Did you know over the last few years over 23% of our annual income has come from gifts in wills? Almost £3.5 million last year was kindly given to the Trust through gifts in wills, which generous supporters had included many years ago, that went towards making a huge difference to the lives of thousands affected by cystic fibrosis. Even as little as 1% of an estate could help us fight to beat CF for good.
How your support changes lives
Your support can help to fund ground-breaking research like our Pseudomonas Strategic Research Centre, which is working to develop new non-antibiotic forms of therapy to treat this dangerous bug so that people with cystic fibrosis in the future can live without the fear of contracting it.
Information and support
The information and support we provide helps to support people with CF and their families, whether they’re dealing with the challenges of a new diagnosis, preparing for transplant or just looking for a listening ear to help them through a difficult time. Your support means that we are able to extend this support for long into the future.

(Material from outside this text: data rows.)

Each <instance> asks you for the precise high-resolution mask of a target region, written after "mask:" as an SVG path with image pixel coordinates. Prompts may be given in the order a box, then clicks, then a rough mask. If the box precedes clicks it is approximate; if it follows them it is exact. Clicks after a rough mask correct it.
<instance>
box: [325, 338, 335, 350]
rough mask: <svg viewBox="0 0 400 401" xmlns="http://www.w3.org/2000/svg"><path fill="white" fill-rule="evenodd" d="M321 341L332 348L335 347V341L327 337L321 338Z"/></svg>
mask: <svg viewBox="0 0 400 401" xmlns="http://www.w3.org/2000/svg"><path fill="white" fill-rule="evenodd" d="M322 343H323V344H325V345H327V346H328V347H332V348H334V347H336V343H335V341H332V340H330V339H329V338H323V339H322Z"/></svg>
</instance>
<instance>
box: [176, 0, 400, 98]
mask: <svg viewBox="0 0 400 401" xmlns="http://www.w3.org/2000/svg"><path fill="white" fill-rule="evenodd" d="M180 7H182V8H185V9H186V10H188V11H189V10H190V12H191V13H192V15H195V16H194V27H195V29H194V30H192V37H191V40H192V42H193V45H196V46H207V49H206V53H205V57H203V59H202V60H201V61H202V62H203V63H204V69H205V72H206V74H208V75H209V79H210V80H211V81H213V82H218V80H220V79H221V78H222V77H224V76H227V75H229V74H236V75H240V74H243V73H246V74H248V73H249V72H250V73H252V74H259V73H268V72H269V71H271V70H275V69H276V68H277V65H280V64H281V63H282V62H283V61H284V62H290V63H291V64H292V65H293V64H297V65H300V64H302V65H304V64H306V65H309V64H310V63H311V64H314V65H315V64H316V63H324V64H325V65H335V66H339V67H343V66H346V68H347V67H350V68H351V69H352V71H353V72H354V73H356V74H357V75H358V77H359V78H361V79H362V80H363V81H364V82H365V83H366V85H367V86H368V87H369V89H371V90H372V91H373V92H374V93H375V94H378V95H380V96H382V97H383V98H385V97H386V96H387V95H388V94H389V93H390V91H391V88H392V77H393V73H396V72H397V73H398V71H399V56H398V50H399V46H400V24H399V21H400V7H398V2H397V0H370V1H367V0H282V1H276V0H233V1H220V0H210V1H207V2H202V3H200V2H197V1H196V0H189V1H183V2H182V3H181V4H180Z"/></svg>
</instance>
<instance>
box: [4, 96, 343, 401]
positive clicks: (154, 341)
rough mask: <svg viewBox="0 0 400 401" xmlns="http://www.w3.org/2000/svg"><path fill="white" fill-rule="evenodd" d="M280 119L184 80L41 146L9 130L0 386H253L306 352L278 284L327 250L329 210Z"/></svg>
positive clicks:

Prescription charges, organ allocation, access to precision medicines – we’ve been campaigning for a better world for people with CF for decades, and with your help we can continue to do so.
Hear from John
John Stothard was a committed supporter of the Cystic Fibrosis Trust, and also decided to leave a gift to the Trust in his will. John explained: "When our son Simon was born we knew very little about cystic fibrosis. Thankfully the Cystic Fibrosis Trust was there to help inform and support us."
You name it, John did it in the name of fundraising, from running the Dunstable Group to supporting Simon's Ben Nevis Climb, organising a cycle ride in Germany, and dressing up as Orville.
Simon, now 26 years old, had this to say about his dad's efforts to raise funds for the Trust. "My dad gave up so much of his spare time fundraising and helping me train for events to raise money for cystic fibrosis. I could not have done half of the events if it wasn't for him pushing me on."
Sadly, John died in 2008 but the way in which he wrote his will meant that he was able to support both his family and the Trust. When updating his will John had said: "it seemed a logical step to include the Trust. My first concern is to ensure that my family are looked after when I'm gone, but I've supported the Trust during my lifetime, so why not after?"
He felt the motivations for including the Trust in his will were very clear: "When Simon was diagnosed, the Trust was there for us. Everyone deserves access to the same support and future that we had. And of course, the research is going well. We're all hoping to see a treatment as soon as possible, but I know the research will not stop there. My legacy will help to enable this. I can't think of a better gift to give, can you?"